The states of Texas and Oklahoma stacked like dirty pots in the sink, their handles touching. The same obelisks of sunlight fell on both sides of the state line, both shared out the same cold cuts of wind. Both lay in country of metallic light, tarnished brass clouds. LaVon told him there was much cancer in both panhandles, and multiple sclerosis, which she believed was somehow connected with owning little dogs. She mentioned the cancer centers as Perryton (benzene from the oil fields), Panhandle (nuclear weapons disassembly) and Pampa (a large chemical plant).

Slowly Bob began to think that Texas was the unnamed place lurking behind the song line “And the sky is not cloudy all day,” for often the panhandle skies
were
cloudy day after day with pot-metal overcast. Occasionally the clouds drew apart a little to reveal blue wash. He could imagine that in a drought the farmers’ gorge would rise at the sight of such clouds, low enough to prod with a stick but yielding no rain.

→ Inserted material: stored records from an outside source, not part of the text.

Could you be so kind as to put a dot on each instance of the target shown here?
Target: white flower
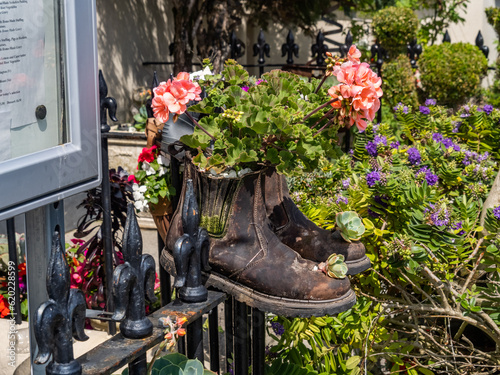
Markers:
(162, 160)
(162, 171)
(148, 168)
(200, 74)
(244, 172)
(141, 206)
(138, 196)
(231, 174)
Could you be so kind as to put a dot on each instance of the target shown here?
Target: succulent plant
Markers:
(350, 225)
(334, 266)
(177, 364)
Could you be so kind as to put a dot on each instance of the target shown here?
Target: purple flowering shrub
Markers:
(420, 188)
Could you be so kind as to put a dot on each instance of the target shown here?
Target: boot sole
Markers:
(276, 305)
(357, 266)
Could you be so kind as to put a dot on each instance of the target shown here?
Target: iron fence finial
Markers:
(133, 281)
(60, 318)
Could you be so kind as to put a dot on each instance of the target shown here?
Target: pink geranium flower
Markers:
(148, 154)
(173, 96)
(358, 92)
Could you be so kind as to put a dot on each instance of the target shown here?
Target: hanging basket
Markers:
(162, 215)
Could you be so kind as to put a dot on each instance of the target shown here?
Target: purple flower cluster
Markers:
(471, 156)
(430, 177)
(414, 156)
(488, 108)
(465, 111)
(341, 199)
(278, 328)
(372, 178)
(439, 214)
(373, 213)
(372, 146)
(446, 142)
(458, 226)
(456, 126)
(424, 110)
(496, 212)
(395, 144)
(401, 106)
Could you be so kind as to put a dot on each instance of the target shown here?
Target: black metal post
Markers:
(236, 45)
(61, 318)
(195, 340)
(176, 181)
(165, 284)
(446, 37)
(480, 44)
(261, 48)
(13, 257)
(133, 282)
(241, 360)
(319, 49)
(181, 345)
(290, 48)
(107, 104)
(228, 323)
(213, 336)
(378, 54)
(258, 341)
(138, 366)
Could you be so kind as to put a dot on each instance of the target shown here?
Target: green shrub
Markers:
(452, 73)
(394, 28)
(493, 92)
(430, 302)
(398, 82)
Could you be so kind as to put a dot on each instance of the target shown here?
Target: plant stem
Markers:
(199, 126)
(324, 116)
(324, 126)
(320, 84)
(319, 108)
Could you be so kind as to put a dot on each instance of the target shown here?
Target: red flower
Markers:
(148, 154)
(21, 269)
(4, 307)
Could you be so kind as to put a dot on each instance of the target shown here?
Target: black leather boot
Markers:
(299, 233)
(247, 259)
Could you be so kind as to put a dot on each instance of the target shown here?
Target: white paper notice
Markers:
(5, 120)
(22, 45)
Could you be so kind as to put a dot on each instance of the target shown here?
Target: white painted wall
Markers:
(130, 32)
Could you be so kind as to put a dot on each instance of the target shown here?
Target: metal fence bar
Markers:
(228, 328)
(195, 340)
(213, 336)
(116, 352)
(258, 342)
(13, 257)
(165, 284)
(106, 104)
(241, 335)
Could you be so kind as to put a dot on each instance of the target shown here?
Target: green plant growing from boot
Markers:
(334, 266)
(350, 226)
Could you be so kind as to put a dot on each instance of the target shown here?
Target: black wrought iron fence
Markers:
(244, 326)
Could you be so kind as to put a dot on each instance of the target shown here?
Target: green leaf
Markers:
(353, 362)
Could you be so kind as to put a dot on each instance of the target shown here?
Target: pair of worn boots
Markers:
(262, 249)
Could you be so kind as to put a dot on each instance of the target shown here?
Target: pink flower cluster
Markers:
(358, 92)
(173, 95)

There was something, he thought, about projecting territory that worried: a pot handle can come off if the rivets fail, can bend or break under blows and weight. The Oklahoma panhandle was shaped like a finger pointing west. The Texas panhandle attached to the state like the neck of a bottle. It was the northern territory, unlike the rest of Texas, geometric, bony and high and hard-rocked, cut across by the Cañadian (in his mind he replaced Lieutenant Abert’s lost tilde). It was a place defined by its position atop the caprock. As a lone tree attracts lightning, the panhandles drew end-of-the-world thunder, grass fires, blue northers, yellow dust storms and a yearly parade of dirty tornadoes. At night, the light out and limbs composed for sleep, no one could know with certainty that he or she would awaken in the morning or be carried into the sky with whirling metal and smashed wood. So there was an underlying sense of unease to panhandle life. If LaVon’s stories were true, he thought, people had developed a counterpoint humor and a gift for narrative, sharpened accounts that launched ordinary life into mythic clouds of hyperbole.

It did not take long to see that there was also rivalry and mutual disparagement between the two panhandles, though Oklahoma naming a part of itself Texas County (“Saddle Bronc Capital of the World”) might seem a kind of homage, along with such place names as Texhoma, and the joking reference to the Texas panhandle as “Baja Oklahoma.” But Texans sneered at the poor Oklahoma roads, described their northern neighbors as obstructionist, larcenous and at the mercy of politicians on the take.

“In Oklahoma everthing was and is Standard Awl,” said Froggy Dibden at the Old Dog. That narrow strip of what was once public land belonging to no state or territory, that pointing finger of No Man’s Land, remained isolated, ignored by the main body of the state. Up in Guymon a waitress told Bob of a time when, after driving east through their state for a hundred miles, she and her husband came upon a sign that said
WELCOME TO OKLAHOMA
. Now and then an Oklahoman remarked that the Texas handle was smirched with excess pride and the show-off manners of the undeservedly wealthy. Bob Dollar gathered from the talk at the grain elevator that some ill feeling was residual from the 1880s, when Oklahoma ranchers strung barbwire along the Texas line to stop trail drives coming through with their fevered and tick-infested cattle. The Texas men cut the wire and went north and that was that. And there had been the long-running animosity over which state—Texas or Oklahoma—owned Greer County, a quarrel that still colored discourse as a few drops of ink in a jar of water imparts a blue tinge. Panhandle people had long memories.